How doctor works

the mechanics behind doctor's watchdog loop: how it checks each daemon, tells down from wedged, climbs the repair ladder, and escalates when it's stuck.

doctor probes each daemon every 30 seconds, classifies the result as healthy, degraded, refused, or timed out, and if unhealthy climbs a repair ladder: restart, then reinstall, then remove a conflicting package, backing off between tries and stopping the moment health returns.

The short version: doctor checks, doctor decides what kind of broken it found, and doctor tries the smallest fix first. Here's the mechanics underneath that.

#Why the os supervises doctor, not doctor supervising itself

Every self-monitoring scheme hits the same wall: who restarts the restarter? If doctor tried to watch itself, a bug that took down doctor would take down the thing meant to notice. So doctor doesn't. Your operating system's own service manager, launchd on macOS, systemd on Linux, Scheduled Tasks on Windows, restarts doctor on a crash and starts it on boot. doctor has no "restart myself" code path on purpose.

#One supervisor per daemon

doctor reads a list of daemons it's responsible for and builds one fully independent supervisor per entry. Each one has its own probe, its own backoff clock, its own repair ladder, and its own incident log. A crash loop in one daemon can never bleed into another daemon's state, nectar failing repeatedly does not touch honeycomb's record.

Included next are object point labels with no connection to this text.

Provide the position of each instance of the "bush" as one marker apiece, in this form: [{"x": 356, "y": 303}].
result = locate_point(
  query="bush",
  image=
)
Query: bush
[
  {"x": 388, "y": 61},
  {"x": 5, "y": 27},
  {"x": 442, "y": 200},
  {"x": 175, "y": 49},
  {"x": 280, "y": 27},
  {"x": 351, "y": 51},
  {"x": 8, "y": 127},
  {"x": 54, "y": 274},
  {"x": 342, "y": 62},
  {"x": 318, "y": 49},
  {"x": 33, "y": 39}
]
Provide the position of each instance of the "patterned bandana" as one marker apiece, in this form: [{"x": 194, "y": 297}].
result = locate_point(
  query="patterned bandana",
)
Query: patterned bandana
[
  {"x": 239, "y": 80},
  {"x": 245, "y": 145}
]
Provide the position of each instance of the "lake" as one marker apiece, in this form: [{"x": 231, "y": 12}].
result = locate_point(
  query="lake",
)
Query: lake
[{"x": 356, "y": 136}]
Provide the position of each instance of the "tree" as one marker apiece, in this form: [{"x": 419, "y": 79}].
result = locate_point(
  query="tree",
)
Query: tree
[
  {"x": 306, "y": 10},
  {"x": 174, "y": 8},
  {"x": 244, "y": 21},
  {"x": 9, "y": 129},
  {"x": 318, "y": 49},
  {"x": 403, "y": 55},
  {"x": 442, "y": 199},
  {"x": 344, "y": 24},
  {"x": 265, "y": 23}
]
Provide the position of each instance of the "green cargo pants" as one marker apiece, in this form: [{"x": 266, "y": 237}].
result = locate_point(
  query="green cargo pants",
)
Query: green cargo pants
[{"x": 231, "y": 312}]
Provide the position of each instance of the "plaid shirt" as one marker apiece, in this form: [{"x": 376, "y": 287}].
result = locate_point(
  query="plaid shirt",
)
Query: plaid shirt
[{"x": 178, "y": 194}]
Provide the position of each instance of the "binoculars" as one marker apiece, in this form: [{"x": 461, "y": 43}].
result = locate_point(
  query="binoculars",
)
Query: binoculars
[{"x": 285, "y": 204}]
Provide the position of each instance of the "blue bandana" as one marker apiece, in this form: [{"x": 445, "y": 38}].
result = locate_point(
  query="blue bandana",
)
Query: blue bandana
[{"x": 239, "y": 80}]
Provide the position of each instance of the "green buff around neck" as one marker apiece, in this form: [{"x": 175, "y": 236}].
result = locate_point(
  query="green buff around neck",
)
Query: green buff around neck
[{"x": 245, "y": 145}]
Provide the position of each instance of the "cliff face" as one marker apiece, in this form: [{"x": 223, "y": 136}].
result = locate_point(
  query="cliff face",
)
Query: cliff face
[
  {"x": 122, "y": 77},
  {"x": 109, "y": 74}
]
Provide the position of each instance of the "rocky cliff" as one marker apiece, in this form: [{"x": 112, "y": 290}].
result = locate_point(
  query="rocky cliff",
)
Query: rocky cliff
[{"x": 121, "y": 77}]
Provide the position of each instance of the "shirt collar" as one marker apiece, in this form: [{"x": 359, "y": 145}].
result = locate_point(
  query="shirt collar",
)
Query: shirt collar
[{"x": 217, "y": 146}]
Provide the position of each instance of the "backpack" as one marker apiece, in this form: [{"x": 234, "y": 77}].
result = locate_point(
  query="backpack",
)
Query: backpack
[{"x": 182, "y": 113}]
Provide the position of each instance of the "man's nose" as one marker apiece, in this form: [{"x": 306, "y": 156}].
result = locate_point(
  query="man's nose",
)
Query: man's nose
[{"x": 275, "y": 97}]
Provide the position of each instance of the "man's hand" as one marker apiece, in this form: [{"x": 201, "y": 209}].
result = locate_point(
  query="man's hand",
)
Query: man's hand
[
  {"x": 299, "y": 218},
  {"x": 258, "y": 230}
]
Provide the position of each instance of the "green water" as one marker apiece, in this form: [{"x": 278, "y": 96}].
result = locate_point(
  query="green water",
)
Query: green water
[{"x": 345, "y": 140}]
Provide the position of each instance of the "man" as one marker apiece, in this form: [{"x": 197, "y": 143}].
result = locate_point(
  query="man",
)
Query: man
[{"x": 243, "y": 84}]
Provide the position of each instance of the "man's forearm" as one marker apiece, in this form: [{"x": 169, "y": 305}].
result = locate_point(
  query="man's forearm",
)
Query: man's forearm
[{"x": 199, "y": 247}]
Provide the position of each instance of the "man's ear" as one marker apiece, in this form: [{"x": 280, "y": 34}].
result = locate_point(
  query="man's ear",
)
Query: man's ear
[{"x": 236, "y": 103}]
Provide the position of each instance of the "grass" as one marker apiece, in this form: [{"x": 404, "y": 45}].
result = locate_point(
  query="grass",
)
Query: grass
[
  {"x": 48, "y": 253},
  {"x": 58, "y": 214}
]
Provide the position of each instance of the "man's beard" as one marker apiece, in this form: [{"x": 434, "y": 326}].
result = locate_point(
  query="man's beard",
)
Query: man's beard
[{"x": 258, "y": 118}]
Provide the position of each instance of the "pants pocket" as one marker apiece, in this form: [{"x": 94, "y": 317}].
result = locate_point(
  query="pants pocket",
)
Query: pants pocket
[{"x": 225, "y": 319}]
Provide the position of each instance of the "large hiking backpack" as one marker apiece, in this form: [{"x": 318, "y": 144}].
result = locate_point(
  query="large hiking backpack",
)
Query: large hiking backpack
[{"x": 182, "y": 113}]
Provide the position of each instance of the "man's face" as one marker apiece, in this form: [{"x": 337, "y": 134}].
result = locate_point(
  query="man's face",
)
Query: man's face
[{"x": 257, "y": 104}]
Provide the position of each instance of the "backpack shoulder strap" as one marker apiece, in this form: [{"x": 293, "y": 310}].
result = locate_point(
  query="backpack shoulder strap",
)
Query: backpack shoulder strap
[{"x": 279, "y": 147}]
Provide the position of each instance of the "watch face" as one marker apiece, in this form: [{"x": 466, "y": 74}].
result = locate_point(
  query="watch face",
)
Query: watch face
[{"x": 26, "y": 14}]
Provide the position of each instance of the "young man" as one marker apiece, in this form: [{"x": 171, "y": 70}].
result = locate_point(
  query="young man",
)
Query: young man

#What a check actually finds

Every 30 seconds, doctor sends one bounded request to each daemon and reads back exactly one of four answers:

  • Healthy. The daemon answered cleanly.
  • Degraded. The daemon answered, but something under the hood is off, doctor gets the specific reason (storage, embeddings, schema).
  • Unreachable, refused. The connection was flat-out refused. The daemon is down.
  • Unreachable, timed out. The socket accepted the connection but never answered. The daemon isn't dead, it's wedged, and that's a different problem than dead.

That refused-versus-timeout split matters. A dead daemon needs a restart. A wedged one might need something else entirely, and doctor's repair ladder treats them differently instead of blindly restarting everything.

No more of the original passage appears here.